The tense of the verb translated “has become” describes a future event that is so certain that it can be spoken of as if it had already taken place. Heaven rejoices as if the long-anticipated day when Christ will establish His kingdom had already arrived, although some time on earth must elapse before that actually happens. The phrase “the kingdom of our Lord and of His Christ” emphasizes two realities. “Lord” usually refers to Jesus throughout the New Testament, while in Revelation it more often refers to God the Father, emphasizing their equality of nature. This phrase also describes the kingdom in its broadest sense, looking forward to divine rule over the creation and the new creation. No differentiation is made between the earthly millennial kingdom and the eternal kingdom. At the end of the thousand years, the millennial kingdom will merge with the eternal kingdom, in which Christ will reign forever and ever.

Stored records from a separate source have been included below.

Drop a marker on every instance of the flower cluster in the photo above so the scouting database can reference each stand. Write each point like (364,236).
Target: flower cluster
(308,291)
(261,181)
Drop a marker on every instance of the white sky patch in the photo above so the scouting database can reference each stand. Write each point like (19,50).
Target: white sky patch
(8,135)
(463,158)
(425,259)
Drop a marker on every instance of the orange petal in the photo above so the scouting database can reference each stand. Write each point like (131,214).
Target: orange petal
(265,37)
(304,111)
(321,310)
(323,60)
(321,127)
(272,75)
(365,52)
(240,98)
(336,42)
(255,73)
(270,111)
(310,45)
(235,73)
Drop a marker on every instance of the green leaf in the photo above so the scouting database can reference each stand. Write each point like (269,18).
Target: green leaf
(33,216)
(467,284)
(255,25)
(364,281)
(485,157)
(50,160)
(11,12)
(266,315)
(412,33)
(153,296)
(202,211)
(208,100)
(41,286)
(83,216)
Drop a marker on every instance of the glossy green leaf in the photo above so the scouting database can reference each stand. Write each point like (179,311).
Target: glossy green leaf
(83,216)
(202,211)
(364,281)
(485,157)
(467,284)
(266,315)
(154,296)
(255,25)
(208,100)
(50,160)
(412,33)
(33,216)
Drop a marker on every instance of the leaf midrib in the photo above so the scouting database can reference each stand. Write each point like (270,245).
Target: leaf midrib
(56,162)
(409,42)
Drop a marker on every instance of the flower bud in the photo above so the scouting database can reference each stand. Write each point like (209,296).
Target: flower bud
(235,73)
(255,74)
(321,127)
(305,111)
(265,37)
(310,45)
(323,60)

Zeroing in on one particular group in heaven offering praise, John notes that the twenty-four elders fell on their faces (5:8, 14; 7:11; 19:4) and worshiped God. As representatives of the glorified, raptured church, these elders had been eagerly waiting for Christ to take back the earth from Satan. Their joyous cry of praise is filled with gratitude: “We give You thanks, O Lord God, the Almighty, who are and who were, because You have taken Your great power and have begun to reign” and reflects their exhilaration that their prayers for the kingdom to come have been answered.

The elders’ praise focused on three of God’s attributes. “Almighty” describes God’s sovereign, omnipotent power. Nine of its ten New Testament uses are in Revelation (1:8; 4:8; 11:17; 15:3; 16:7, 14; 19:6, 15; 21:22). It has the sense of God exercising His all-encompassing will by means of His irresistible power. The phrase “who are and who were” expresses God’s eternity. As the living God, He had no beginning and will have no end.

The elders also praised God for His sovereignty, because He had “taken His great power and … begun to reign.” The verb translated “have taken” signifies the permanence of God’s sovereign rule.

All attempts to equate this glorious reign of Christ over the whole earth with any past event or with the church is contradictory to the clear future teaching of Scripture, including especially this passage. There is no way this text can be fulfilled except by the universal reign of Jesus Christ over the whole earth, as the prophets had for so long predicted.


"And the nations were enraged..." (Rev. 11:18a)

The seventh trumpet vision reveals that the nations were defiant and enraged at the prospect of Christ’s kingdom being established over the whole earth. The verb translated “were enraged” suggests a deep-seated, ongoing hostility. This was not just a momentary emotional fit of temper but a settled burning resentment against God. Eventually, they will assemble armies to fight God (16:14, 16; 20:8–9). With no desire to repent of sin, angry resentment and hostility against heaven will drive the nations to gather for their destruction at Armageddon (cf. Psalms 2:1, 5, 12; Acts 4:24–29).

The divine judgments people will experience during the tribulation should cause them to turn from their sins and submit to God. Tragically, however, even under such frightening judgment and warnings of eternal hell, most of them will refuse to repent and will instead harden their hearts (note Romans 2:1–10, which teaches that men refuse to repent in spite of God’s goodness). The unbelieving world will apparently reach that point at the final outpouring of God’s wrath during the events of the seventh trumpet (16:9, 11). Their rage and hostility toward God will reach a fever pitch, and they will gather to fight against Him at the battle on the plain of Megiddo (16:14, 16). By then they will be beyond the day of grace. There will be no salvation at Armageddon. The world’s desperate, last-ditch effort to keep Christ from establishing His kingdom will fail and they will be utterly destroyed.